Map a function over all the u annotations in a DUAL-tree. The function must be a monoid homomorphism, and must commute with the action of d on u. That is, to use mapU f safely it must be the case that

  • f mempty == mempty
  • f (u1 <> u2) == f u1 <> f u2
  • f (act d u) == act d (f u)

Accessors and eliminators

getU :: DUALTree d u a l -> Maybe u Source #

Get the u annotation at the root, or Nothing if the tree is empty.

foldDUAL Source #

Arguments

:: (Semigroup d, Monoid d) 
=> (d -> l -> r)

Process a leaf datum along with the accumulation of d values along the path from the root

-> r

Replace u-only nodes

-> (NonEmpty r -> r)

Combine results at a branch node

-> (d -> r -> r)

Process an internal d node

-> (a -> r -> r)

Process an internal datum

-> DUALTree d u a l 
-> Maybe r 

Fold for DUAL-trees. It is given access to the internal and leaf data, internal d values, and the accumulated d values at each leaf.
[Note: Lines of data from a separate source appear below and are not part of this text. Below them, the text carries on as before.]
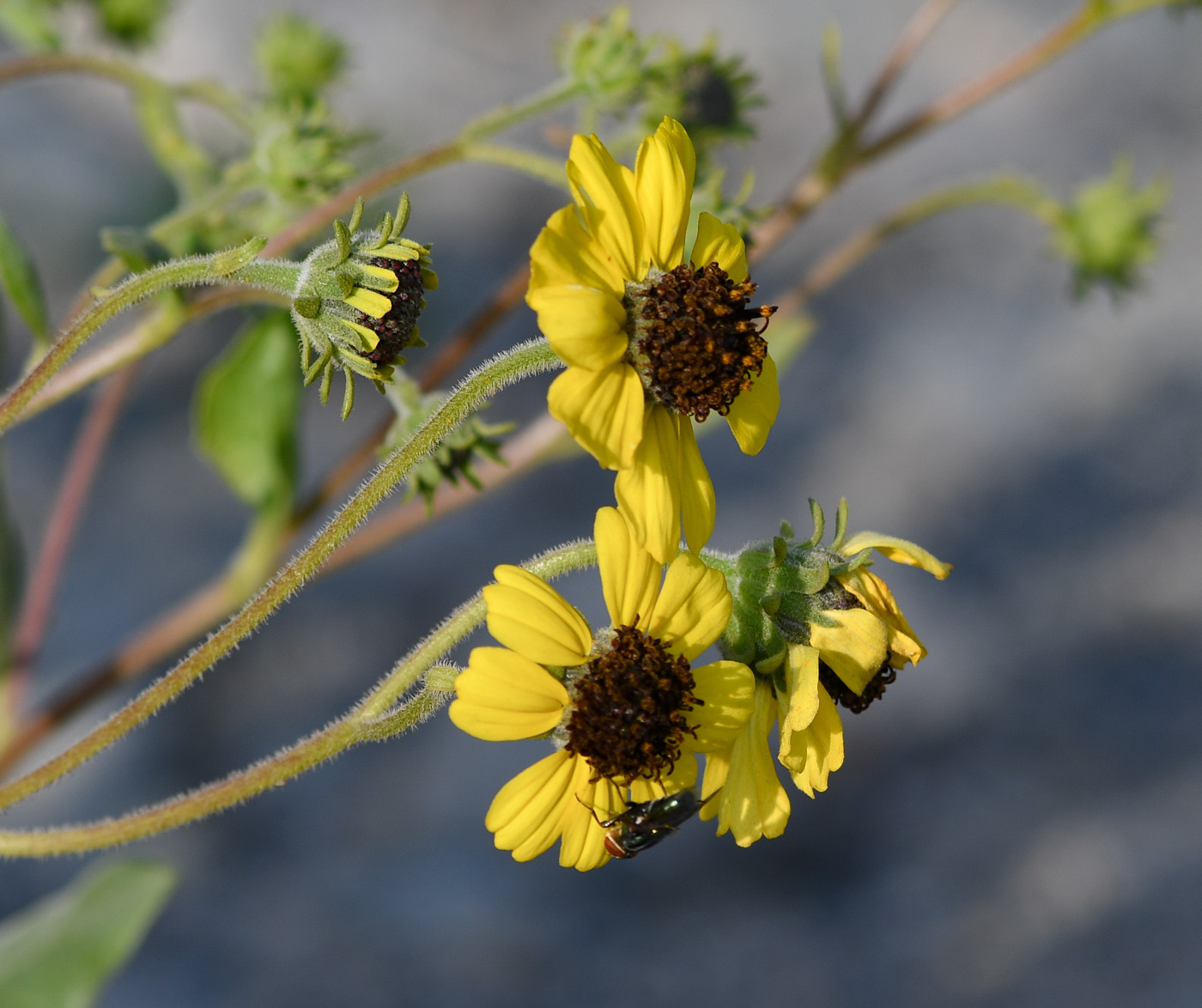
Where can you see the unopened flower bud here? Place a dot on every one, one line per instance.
(357, 301)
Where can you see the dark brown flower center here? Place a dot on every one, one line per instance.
(843, 695)
(628, 709)
(396, 327)
(695, 340)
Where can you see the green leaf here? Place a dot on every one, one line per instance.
(246, 412)
(20, 282)
(32, 24)
(60, 951)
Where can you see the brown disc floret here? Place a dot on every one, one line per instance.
(695, 340)
(396, 327)
(628, 709)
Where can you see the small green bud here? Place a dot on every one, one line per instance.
(1108, 232)
(131, 21)
(607, 59)
(297, 58)
(356, 306)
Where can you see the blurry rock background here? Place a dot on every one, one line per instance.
(1018, 822)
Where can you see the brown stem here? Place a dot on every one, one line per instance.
(459, 346)
(77, 478)
(919, 29)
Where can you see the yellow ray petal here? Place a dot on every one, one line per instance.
(719, 243)
(502, 695)
(565, 253)
(531, 802)
(583, 325)
(799, 706)
(604, 192)
(630, 575)
(664, 191)
(526, 614)
(753, 803)
(583, 843)
(693, 610)
(898, 550)
(604, 410)
(823, 748)
(727, 691)
(904, 643)
(649, 492)
(754, 411)
(855, 647)
(697, 504)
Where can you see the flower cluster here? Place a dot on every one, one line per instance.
(649, 306)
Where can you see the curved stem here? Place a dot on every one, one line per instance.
(522, 361)
(218, 268)
(1007, 190)
(369, 721)
(832, 171)
(207, 92)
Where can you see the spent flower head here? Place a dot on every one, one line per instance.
(1109, 231)
(357, 301)
(821, 631)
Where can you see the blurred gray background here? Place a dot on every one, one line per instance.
(1019, 820)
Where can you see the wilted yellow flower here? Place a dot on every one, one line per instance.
(622, 707)
(653, 339)
(821, 631)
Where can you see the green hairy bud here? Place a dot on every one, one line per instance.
(1108, 232)
(297, 58)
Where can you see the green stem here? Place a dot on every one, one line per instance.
(525, 161)
(228, 267)
(207, 92)
(369, 721)
(1007, 190)
(486, 381)
(507, 116)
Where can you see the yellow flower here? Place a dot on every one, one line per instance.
(653, 339)
(624, 707)
(826, 643)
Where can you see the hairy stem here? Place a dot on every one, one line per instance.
(502, 370)
(370, 720)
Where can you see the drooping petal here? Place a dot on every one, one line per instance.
(502, 695)
(799, 706)
(526, 614)
(664, 187)
(526, 815)
(630, 575)
(753, 803)
(697, 502)
(585, 327)
(565, 253)
(682, 776)
(898, 550)
(604, 192)
(856, 647)
(904, 643)
(727, 694)
(823, 748)
(604, 410)
(649, 492)
(583, 842)
(719, 243)
(694, 607)
(754, 411)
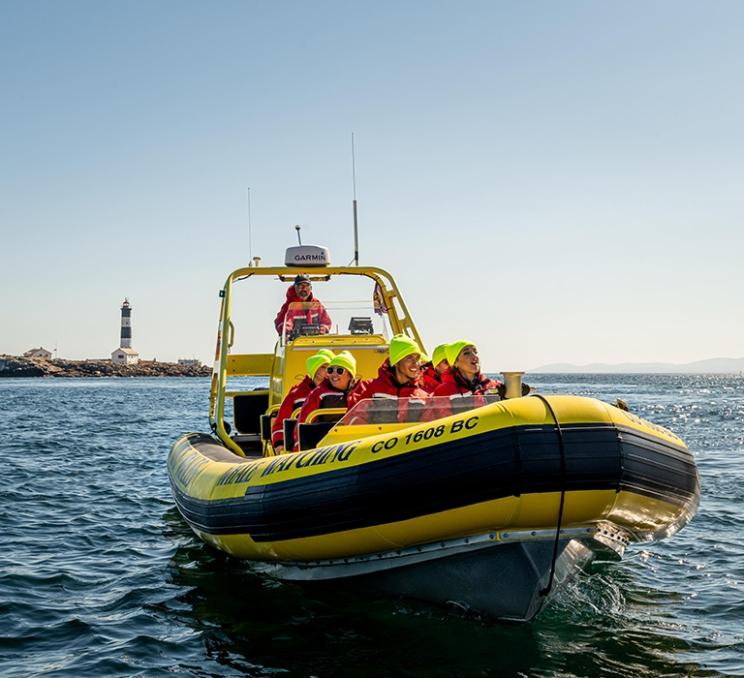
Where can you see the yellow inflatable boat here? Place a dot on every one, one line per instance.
(490, 507)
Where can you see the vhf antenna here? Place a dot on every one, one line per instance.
(353, 181)
(250, 245)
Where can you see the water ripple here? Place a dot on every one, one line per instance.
(100, 576)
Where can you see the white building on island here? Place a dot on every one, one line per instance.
(125, 354)
(38, 353)
(189, 362)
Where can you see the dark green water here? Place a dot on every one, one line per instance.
(99, 575)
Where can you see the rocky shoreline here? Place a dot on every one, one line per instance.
(17, 366)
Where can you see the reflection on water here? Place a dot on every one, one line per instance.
(100, 576)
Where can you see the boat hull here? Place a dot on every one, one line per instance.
(463, 509)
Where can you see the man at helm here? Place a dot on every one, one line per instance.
(301, 305)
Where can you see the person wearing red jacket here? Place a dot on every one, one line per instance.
(300, 304)
(332, 391)
(316, 366)
(397, 378)
(431, 372)
(465, 378)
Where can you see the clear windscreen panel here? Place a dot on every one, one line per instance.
(308, 319)
(412, 410)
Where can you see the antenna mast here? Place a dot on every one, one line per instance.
(353, 181)
(250, 245)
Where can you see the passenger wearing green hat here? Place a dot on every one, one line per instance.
(333, 390)
(316, 366)
(432, 371)
(464, 377)
(397, 378)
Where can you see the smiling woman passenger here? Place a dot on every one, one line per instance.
(332, 391)
(465, 378)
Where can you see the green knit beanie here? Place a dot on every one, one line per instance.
(317, 360)
(345, 359)
(401, 346)
(451, 351)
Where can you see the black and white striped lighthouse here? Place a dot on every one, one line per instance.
(126, 325)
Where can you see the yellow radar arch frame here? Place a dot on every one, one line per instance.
(395, 309)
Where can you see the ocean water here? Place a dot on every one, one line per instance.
(99, 576)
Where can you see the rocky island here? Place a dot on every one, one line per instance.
(17, 366)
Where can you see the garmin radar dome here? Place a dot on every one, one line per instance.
(307, 255)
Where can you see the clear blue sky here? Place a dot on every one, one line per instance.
(559, 181)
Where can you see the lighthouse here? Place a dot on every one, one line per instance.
(125, 354)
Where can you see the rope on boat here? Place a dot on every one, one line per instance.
(546, 590)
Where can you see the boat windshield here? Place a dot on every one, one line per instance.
(412, 410)
(312, 318)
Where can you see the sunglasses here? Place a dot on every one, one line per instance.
(337, 370)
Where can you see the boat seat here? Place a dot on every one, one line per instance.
(247, 410)
(266, 422)
(311, 434)
(289, 427)
(250, 444)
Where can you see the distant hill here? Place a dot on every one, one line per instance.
(710, 366)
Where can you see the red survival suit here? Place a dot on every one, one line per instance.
(430, 378)
(384, 385)
(455, 386)
(295, 398)
(321, 397)
(315, 314)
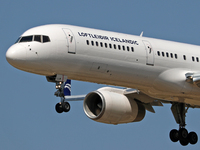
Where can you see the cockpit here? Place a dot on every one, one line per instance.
(30, 38)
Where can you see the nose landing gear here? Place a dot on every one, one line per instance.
(60, 80)
(179, 110)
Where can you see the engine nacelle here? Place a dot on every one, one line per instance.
(110, 107)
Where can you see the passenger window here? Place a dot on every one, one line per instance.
(114, 46)
(45, 39)
(26, 39)
(110, 45)
(119, 47)
(87, 42)
(97, 44)
(127, 48)
(171, 55)
(184, 57)
(37, 38)
(106, 45)
(101, 44)
(123, 47)
(176, 56)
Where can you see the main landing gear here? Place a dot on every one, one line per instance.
(60, 83)
(179, 110)
(62, 106)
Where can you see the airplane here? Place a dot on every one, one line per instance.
(151, 71)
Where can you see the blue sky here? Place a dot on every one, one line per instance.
(27, 116)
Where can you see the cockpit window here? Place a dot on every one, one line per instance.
(26, 39)
(37, 38)
(18, 40)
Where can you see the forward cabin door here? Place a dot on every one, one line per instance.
(149, 53)
(70, 40)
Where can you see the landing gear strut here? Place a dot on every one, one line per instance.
(60, 83)
(179, 110)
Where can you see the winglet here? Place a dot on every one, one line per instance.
(67, 88)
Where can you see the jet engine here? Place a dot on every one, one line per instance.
(112, 107)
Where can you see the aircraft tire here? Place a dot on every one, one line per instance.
(183, 134)
(184, 142)
(66, 107)
(59, 108)
(174, 135)
(192, 137)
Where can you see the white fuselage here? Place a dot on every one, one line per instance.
(158, 68)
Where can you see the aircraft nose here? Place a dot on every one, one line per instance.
(16, 55)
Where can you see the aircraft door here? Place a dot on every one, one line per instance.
(70, 40)
(149, 53)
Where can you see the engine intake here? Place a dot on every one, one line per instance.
(112, 108)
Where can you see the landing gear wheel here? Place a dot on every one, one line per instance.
(192, 137)
(184, 142)
(174, 135)
(66, 107)
(59, 108)
(183, 134)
It is also allowed to replace "u-only" leaves with a constant value. In particular, however, it is not given access to any of the u annotations, the idea being that those are used only for constructing trees. If you do need access to u values, you can duplicate the values you need in the internal data nodes.

Be careful not to mix up the d values at internal nodes with the d values at leaves. Each d value at a leaf satisfies the property that it is the mconcat of all internal d values along the path from the root to the leaf.

The result is Nothing if and only if the tree is empty.

flatten :: (Semigroup d, Monoid d) => DUALTree d u a l -> [(l, d)] Source #

A specialized fold provided for convenience: flatten a tree into a list of leaves along with their d annotations, ignoring internal data values.